(RSF/IFEX) – Reporters Without Borders has voiced relief at the release of Majeed Hameed, a correspondent for the pan-Arab TV station Al-Arabiya, and Reuters cameraman Ali Omar Al Mashadani, who had been held by the US military for several months in the Camp Bucca detention centre. “We call on the US army to show more […]
(RSF/IFEX) – Reporters Without Borders has voiced relief at the release of Majeed Hameed, a correspondent for the pan-Arab TV station Al-Arabiya, and Reuters cameraman Ali Omar Al Mashadani, who had been held by the US military for several months in the Camp Bucca detention centre.
“We call on the US army to show more discernment and restraint in future in order to avoid arresting and holding journalists in an arbitrary manner,” the press freedom organisation said.
Mashadani was arrested after a search of his home during a routine sweep through his neighbourhood on 8 August 2005. Hameed was arrested by US troops at the funeral of one of his relatives in Ramadi, north of Baghdad, on 15 September. Both were held since then without any charges being brought against them. Repeated requests by their employers for information about the reasons for their arrests were never answered. Requests by lawyers, families and employers to visit the detainees were denied.
“We reiterate our call for the release of two other imprisoned journalists, Abdel Amir Younes Hussein and Samer Mohamed Noor,” Reporters Without Borders added. “The US military should quickly produce evidence to support their allegations against these journalists or free them at once.”
Hussein and Noor are two other journalists working for international news media who have been held for several months without grounds given for their detention. Hussein, a CBS News cameraman, was arrested on 5 April. Noor, who works for Reuters, was arrested on 4 June. Both are still in Camp Bucca.
Unidentified gunmen meanwhile attacked and killed Louai Salam Radeef, a cameraman with the satellite TV station Al-Baghdadia, on 12 January 2006 in Alshoola, north of Baghdad. They also injured his assistant, Amer Mohammed. Radeef was the 77th journalist to be killed in Iraq since the start of the war in March 2003.
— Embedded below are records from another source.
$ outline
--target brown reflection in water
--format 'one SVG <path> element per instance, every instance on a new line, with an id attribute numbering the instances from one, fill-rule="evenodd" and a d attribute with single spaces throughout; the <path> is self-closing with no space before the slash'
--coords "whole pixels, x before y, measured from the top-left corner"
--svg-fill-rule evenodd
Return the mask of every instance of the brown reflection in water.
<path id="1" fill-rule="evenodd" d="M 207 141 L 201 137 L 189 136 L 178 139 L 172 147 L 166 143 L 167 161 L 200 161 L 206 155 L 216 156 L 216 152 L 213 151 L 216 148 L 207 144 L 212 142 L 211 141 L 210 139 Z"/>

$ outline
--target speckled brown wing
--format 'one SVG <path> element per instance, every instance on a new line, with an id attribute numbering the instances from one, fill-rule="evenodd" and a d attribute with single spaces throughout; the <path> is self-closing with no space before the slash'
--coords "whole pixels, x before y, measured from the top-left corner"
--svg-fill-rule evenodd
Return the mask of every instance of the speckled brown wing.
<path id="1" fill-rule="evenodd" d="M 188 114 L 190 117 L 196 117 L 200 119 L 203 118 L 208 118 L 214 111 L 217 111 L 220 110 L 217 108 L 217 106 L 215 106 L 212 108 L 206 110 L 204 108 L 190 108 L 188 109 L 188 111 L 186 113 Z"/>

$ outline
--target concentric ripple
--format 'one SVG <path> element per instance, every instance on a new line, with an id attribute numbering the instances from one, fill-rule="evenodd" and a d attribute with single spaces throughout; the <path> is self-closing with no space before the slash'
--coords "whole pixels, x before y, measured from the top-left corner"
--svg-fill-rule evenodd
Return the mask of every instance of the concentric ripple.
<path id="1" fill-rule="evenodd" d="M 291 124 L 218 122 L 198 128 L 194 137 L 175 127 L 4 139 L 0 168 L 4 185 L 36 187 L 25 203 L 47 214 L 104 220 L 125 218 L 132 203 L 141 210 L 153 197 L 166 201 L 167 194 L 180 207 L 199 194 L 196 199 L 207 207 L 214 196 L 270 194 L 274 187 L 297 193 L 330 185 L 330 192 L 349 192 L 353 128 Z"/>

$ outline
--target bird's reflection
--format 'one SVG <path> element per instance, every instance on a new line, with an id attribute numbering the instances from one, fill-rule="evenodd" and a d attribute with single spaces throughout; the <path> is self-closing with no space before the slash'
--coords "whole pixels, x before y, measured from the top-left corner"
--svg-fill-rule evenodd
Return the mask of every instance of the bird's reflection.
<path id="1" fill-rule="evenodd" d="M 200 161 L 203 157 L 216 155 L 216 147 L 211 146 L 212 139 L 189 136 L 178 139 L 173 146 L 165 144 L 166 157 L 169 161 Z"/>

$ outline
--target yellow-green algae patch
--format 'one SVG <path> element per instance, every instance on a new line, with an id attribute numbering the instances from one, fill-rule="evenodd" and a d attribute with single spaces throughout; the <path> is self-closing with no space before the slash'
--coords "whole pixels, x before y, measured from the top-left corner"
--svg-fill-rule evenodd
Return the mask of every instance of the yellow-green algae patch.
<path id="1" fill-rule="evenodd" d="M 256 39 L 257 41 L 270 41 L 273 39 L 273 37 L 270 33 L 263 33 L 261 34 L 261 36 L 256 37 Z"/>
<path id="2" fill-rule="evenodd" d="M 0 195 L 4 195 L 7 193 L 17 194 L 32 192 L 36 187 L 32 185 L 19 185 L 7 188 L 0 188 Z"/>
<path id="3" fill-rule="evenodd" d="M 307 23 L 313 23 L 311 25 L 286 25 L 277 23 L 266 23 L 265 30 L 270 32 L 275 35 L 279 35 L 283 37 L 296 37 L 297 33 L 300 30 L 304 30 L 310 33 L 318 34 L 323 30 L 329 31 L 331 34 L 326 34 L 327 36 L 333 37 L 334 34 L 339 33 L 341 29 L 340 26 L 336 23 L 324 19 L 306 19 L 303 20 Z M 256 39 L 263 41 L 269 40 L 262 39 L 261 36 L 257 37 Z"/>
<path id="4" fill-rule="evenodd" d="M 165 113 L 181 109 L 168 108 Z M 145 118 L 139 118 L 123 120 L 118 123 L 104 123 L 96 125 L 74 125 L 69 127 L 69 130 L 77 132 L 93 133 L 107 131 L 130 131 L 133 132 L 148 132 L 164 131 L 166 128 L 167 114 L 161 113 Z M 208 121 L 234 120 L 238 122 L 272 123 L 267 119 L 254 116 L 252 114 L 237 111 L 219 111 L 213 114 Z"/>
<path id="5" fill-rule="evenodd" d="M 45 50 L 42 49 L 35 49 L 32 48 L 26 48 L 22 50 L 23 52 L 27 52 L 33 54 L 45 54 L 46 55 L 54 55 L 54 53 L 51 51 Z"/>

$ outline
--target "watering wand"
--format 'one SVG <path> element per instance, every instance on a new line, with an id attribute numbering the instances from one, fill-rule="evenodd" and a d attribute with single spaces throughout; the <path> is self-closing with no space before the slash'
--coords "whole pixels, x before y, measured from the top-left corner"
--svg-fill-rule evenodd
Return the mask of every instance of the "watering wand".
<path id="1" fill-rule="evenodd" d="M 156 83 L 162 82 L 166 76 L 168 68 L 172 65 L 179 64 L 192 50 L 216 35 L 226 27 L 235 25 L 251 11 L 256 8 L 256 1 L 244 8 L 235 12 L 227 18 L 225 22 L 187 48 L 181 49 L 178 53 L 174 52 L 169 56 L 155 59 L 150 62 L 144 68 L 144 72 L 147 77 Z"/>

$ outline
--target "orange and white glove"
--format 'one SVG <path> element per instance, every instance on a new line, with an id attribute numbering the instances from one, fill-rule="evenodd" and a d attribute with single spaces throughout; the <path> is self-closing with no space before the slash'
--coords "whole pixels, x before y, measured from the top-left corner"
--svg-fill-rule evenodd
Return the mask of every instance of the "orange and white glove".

No group has yet claimed responsibility for the kidnapping of US freelance journalist Jill Carroll, who works for the “Christian Science Monitor”. Carroll was abducted on 7 January in the west Baghdad neighbourhood of Adel, while her Iraqi interpreter, Allan Enwlyah, was killed. A total of 35 journalists have been kidnapped in Iraq since the start of the war.
Phil Sands, a British reporter for the Dubai-based, English-language newspaper “Emirates Today”, was kidnapped on 26 December and was freed by chance during a US army operation five days later without anyone ever noticing his absence. A US central command spokesman, Capt. Eric Clarke, told the press: “It was an amazing case. No one ever knew Sands was missing.”